La méthode Lamaze a fait des émules, et notamment Max Ploquin, qui fonde en 1977 un établissement dédié à l’accouchement sans douleur à Châteauroux. À la polyclinique Montaigne, « la péridurale est quasi inexistante, le taux de césarienne n’excède pas les 3%, le taux de mortalité infantile figure parmi les plus bas de France », peut-on entendre dans le documentaire.
On aurait sans doute dû assister à une multiplication du nombre de cliniques construites sur ce modèle, mais l’hostilité d’une partie de la profession à l’égard du docteur Ploquin crée au contraire un effet de stigmatisation. En 1998, la clinique est contrainte de fermer, officiellement pour des raisons économiques. (...)

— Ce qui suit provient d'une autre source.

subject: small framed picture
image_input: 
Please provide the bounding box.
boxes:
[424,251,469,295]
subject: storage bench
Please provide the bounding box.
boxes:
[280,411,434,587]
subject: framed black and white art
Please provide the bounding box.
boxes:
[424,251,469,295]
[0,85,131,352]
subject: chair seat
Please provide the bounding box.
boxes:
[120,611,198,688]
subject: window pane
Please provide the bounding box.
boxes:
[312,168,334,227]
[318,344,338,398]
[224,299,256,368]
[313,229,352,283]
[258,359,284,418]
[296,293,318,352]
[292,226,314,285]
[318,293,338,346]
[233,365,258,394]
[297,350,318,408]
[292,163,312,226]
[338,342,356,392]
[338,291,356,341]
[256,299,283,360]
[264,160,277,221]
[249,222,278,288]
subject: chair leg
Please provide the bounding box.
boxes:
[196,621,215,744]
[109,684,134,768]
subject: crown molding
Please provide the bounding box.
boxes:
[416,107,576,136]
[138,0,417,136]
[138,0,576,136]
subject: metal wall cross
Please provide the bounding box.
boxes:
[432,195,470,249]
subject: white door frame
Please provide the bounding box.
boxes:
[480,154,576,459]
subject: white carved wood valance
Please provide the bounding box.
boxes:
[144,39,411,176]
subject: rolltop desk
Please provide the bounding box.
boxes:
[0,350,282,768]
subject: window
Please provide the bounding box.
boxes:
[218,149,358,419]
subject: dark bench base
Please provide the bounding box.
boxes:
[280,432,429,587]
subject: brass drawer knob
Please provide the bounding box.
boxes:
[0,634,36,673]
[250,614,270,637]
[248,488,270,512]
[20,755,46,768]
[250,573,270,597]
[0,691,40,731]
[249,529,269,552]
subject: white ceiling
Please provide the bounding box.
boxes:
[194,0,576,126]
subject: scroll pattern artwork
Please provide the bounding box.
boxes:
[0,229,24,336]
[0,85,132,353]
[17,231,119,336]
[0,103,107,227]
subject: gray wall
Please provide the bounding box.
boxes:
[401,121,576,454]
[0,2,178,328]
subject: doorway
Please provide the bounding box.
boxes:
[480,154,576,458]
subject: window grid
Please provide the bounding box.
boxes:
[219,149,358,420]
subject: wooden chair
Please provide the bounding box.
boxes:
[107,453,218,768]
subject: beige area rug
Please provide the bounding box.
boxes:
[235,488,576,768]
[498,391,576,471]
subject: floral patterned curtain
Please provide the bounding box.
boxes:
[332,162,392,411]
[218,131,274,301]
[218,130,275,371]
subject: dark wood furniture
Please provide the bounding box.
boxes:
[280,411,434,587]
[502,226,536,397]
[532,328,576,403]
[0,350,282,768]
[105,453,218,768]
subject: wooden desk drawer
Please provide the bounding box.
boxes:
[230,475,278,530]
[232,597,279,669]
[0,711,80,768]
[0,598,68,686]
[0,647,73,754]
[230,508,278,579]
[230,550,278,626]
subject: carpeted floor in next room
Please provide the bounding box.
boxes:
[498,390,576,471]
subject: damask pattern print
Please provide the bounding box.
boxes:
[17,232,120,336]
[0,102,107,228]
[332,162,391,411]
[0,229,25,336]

Le film donne l’impression frustrante que des solutions fiables existent, mais que c’est la profession elle-même qui se dresse en travers de la route, rassurée par le cadre médical et peu disposée à se remettre en question. (...)
La surmédicalisation de l’accouchement est aujourd’hui bien difficile à inverser. Une partie du personnel de santé ne cache pas son mépris pour les méthodes sortant du cadre ordinaire, lequel est pourtant loin de convenir à toutes les femmes. (...)
On peut espérer que les recommandations du Haut Conseil à l’égalité et que l’intérêt médiatique croissant pour les violences obstétricales puissent contribuer à faire évoluer les choses dans les années à venir pour que, sauf imprévu ou complication, chaque personne puisse accoucher dans des conditions qui lui conviennent et dans un climat d’écoute.
Peut-être faudrait-il aussi mieux penser la place du conjoint ou de la conjointe, qui tente généralement d’apporter son soutien moral mais se contente généralement d’assister à l’accouchement sans pouvoir se montrer utile. (...)
L’enjeu est de taille : il faut amener le parent B à s’impliquer davantage dans la grossesse, en faire un·e accompagnant·e de qualité, quelqu’un qui puisse réellement relayer la parole de la future mère et mettre le hola en cas de pratiques non consenties (...).